Psychologists Martin Seligman and Gregory McClell Buchanan have studied how people explain life events. How might we explain the man who was rude to us on the bus? Or the results of the “cutest dog” photo contest we answered? Or the date that ended in awkward silence?

We might gather input from past events, our knowledge of the people involved, or friends and family members. But when it comes down to it, Seligman and Buchanan developed three parameters in which we explain certain events. Together, they make up our “explanatory styles,” which determine the way we reflect on failure, success and the occasional awkward date.

If you’re interested in reading more about this, the books “Learned Optimism” and “Explanatory Style” are two great places to start.

According to the parameters Seligman and Buchanan have developed, we make assumptions about what the next event, i.e. date, will look like. Let’s take a look at these explanatory styles. You may find that shifting your perspective makes your next date a lot more exciting.

Stable vs. unstable (permanence)

Let’s say you go on a date and it ends poorly. You text friends, who aren’t encouraging. They say things like, “dating sucks.” “Dating is never fun.” “Men will always be immature.” You’re not going to look forward to the next date if you think you’re always going to run into bad dates.

We can see an event as stable, meaning that it’s permanent. Or, we can see an event as unstable, which means it’s temporary. People who believe situations are stable may have a fixed mindset, in which growth is limited and things rarely change.

In reality, your dating life can change as you grow and learn about yourself. So really, is the status of your dating life ever permanent?

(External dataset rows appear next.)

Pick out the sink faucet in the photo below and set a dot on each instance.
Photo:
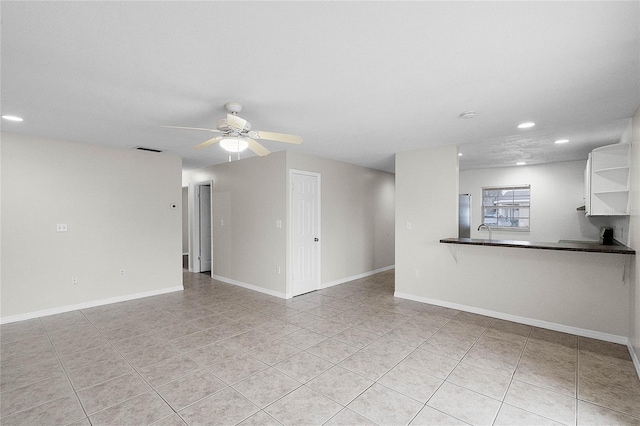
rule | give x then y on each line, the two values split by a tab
484	225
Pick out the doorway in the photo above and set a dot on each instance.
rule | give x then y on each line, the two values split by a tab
305	232
201	244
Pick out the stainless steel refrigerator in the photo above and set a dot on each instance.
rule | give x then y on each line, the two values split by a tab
464	216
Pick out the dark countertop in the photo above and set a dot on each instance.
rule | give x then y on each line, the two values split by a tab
564	246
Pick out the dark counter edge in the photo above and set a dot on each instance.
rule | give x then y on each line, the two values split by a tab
590	248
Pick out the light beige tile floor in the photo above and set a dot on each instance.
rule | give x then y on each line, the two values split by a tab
347	355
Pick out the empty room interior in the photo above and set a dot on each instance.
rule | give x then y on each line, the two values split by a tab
320	213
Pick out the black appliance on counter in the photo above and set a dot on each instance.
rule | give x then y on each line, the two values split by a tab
606	236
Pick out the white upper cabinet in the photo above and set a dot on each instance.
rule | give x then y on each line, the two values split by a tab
607	181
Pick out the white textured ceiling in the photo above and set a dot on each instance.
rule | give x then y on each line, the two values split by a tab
359	81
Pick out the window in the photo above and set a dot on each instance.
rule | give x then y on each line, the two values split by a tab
506	207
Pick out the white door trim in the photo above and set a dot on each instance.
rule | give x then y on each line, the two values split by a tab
194	220
290	227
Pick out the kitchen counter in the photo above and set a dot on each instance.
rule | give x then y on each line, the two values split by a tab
561	245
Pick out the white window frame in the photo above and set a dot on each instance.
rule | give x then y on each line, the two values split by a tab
505	209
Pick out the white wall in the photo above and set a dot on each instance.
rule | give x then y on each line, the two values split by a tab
185	220
557	189
582	293
249	196
358	206
634	240
116	204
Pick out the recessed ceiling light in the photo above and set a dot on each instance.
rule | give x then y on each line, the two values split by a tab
468	114
12	118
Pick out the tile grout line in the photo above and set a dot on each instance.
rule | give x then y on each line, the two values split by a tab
64	369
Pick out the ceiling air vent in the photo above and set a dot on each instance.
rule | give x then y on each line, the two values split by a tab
142	148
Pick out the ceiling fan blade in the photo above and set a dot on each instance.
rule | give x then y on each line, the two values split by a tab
257	148
192	128
236	122
209	142
280	137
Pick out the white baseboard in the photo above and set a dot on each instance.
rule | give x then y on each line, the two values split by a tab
250	286
623	340
86	305
634	357
356	277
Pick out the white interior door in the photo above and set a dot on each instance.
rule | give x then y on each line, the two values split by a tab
204	208
305	232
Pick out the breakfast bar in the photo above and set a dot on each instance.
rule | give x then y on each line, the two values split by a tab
562	245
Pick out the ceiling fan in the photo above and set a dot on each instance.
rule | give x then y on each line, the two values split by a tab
237	134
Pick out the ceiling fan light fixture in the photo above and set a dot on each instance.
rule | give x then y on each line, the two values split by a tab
234	144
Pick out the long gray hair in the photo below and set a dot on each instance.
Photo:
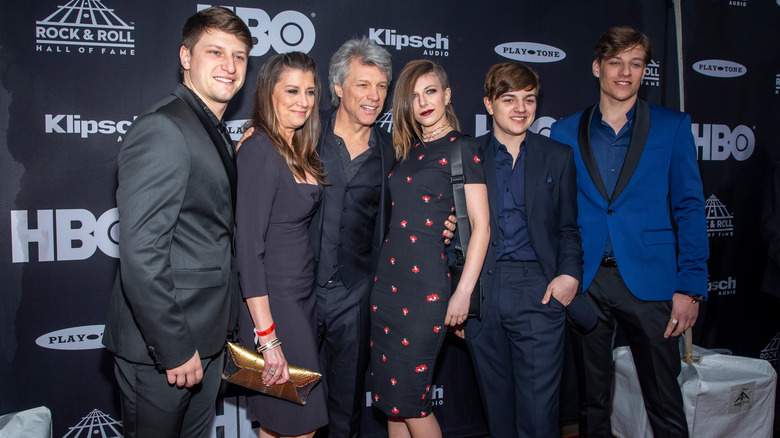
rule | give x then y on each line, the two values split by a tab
366	52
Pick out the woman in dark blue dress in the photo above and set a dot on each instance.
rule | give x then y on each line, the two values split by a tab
279	189
410	302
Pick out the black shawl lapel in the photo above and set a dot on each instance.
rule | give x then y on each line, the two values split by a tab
635	148
216	138
586	150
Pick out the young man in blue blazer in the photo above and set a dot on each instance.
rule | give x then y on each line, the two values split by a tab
533	267
644	235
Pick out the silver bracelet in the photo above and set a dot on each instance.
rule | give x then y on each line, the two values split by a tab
269	346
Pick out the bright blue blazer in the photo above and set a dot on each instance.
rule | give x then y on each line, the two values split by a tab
655	216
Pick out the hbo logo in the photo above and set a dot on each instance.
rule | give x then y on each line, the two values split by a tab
287	32
718	142
78	234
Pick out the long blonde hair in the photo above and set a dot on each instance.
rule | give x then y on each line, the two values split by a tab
406	130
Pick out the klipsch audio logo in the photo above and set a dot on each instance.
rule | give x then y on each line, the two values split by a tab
96	424
288	31
530	52
652	74
719	142
88	337
720	68
719	220
85	27
722	287
436	45
74	124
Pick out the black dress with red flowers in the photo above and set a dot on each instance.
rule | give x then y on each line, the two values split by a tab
412	285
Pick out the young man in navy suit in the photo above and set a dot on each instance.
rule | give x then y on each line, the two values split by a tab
644	235
534	263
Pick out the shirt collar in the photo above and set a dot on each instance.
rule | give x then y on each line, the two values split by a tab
629	115
497	145
212	116
372	140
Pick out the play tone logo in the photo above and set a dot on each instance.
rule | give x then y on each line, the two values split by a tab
530	52
88	337
720	68
84	27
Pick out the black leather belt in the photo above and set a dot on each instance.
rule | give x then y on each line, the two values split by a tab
608	262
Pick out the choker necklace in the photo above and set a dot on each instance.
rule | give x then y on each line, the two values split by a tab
430	135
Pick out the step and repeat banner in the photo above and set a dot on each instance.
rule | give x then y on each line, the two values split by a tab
76	73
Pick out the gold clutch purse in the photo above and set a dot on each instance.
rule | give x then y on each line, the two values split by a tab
244	367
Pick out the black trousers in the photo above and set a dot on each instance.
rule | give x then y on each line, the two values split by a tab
153	408
657	359
343	335
518	354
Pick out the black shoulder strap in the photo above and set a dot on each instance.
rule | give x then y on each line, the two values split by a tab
459	193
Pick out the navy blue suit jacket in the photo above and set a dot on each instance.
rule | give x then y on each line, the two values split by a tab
551	212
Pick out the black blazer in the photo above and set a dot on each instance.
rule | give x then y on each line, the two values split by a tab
364	226
177	287
551	211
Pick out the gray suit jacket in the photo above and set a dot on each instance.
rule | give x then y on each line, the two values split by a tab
176	289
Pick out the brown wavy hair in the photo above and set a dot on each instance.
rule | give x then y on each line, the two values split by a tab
301	155
508	76
619	38
406	130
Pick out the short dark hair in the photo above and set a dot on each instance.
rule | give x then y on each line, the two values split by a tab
507	76
619	38
215	17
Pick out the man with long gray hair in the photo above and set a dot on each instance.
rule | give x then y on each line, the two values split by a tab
347	231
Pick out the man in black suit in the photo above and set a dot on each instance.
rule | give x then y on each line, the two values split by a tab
534	262
176	292
347	231
349	227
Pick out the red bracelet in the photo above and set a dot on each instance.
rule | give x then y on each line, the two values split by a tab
267	331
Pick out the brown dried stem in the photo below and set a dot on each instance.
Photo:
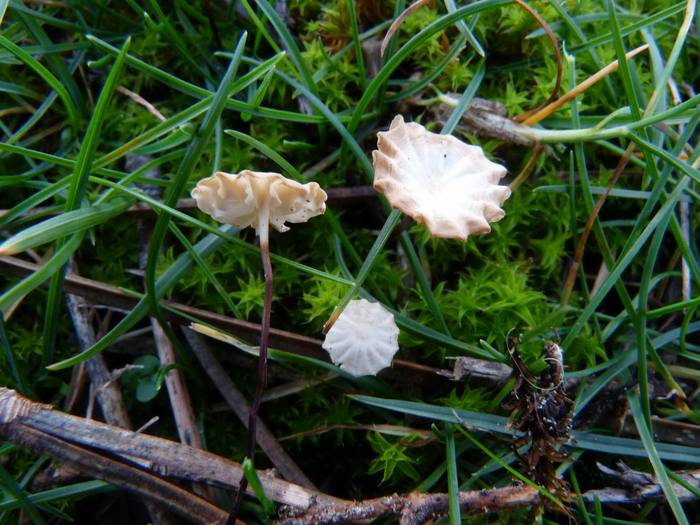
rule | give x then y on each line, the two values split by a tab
235	399
261	382
15	414
557	55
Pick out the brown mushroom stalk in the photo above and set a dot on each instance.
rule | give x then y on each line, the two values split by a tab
258	199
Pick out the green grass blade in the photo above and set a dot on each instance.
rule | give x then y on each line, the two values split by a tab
479	421
455	513
189	162
62	226
623	263
465	100
165	282
11	486
10	361
85	488
207	271
254	481
289	44
45	74
654	459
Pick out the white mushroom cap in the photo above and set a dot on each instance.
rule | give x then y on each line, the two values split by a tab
364	338
252	198
441	182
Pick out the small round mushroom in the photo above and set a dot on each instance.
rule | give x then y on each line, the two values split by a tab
364	339
443	183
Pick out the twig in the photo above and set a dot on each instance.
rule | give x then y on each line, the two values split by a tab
416	508
583	239
142	102
557	55
177	390
162	457
235	399
107	392
547	110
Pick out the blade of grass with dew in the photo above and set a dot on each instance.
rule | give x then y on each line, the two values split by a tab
479	421
455	514
405	51
63	225
45	272
85	488
10	361
173	212
654	459
34	200
208	273
198	92
329	216
164	283
187	165
641	320
11	486
47	76
464	29
624	261
254	481
289	44
76	191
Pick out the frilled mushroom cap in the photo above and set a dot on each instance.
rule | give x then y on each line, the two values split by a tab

Global vs. local (pervasiveness)

Let’s say you go on a date with a person who is interested in video games. They’re slow to text back, not great at communicating before your date, and spend the evening talking only about video games. How do you explain this dud of a date? Do all people who play video games act like this, or is this one person’s inability to take their mind off their Xbox?

We can see an event as global, or applicable everywhere, or we can see it as local, something that takes place in only one location, one area of your life, or on one date with one person. People with a global perspective of failure may get rejected from a person and believe all people will reject them.

This can lead people to make fascinating, puzzling and downright disturbing assumptions about people they go on dates with and those who share something in common with them. “All atheists have no morals.” “Anyone who has never been married has commitment issues.” “All people of [insert race] are too culturally different from me.” I know these statements are hard to read, but they are things I’ve heard from clients.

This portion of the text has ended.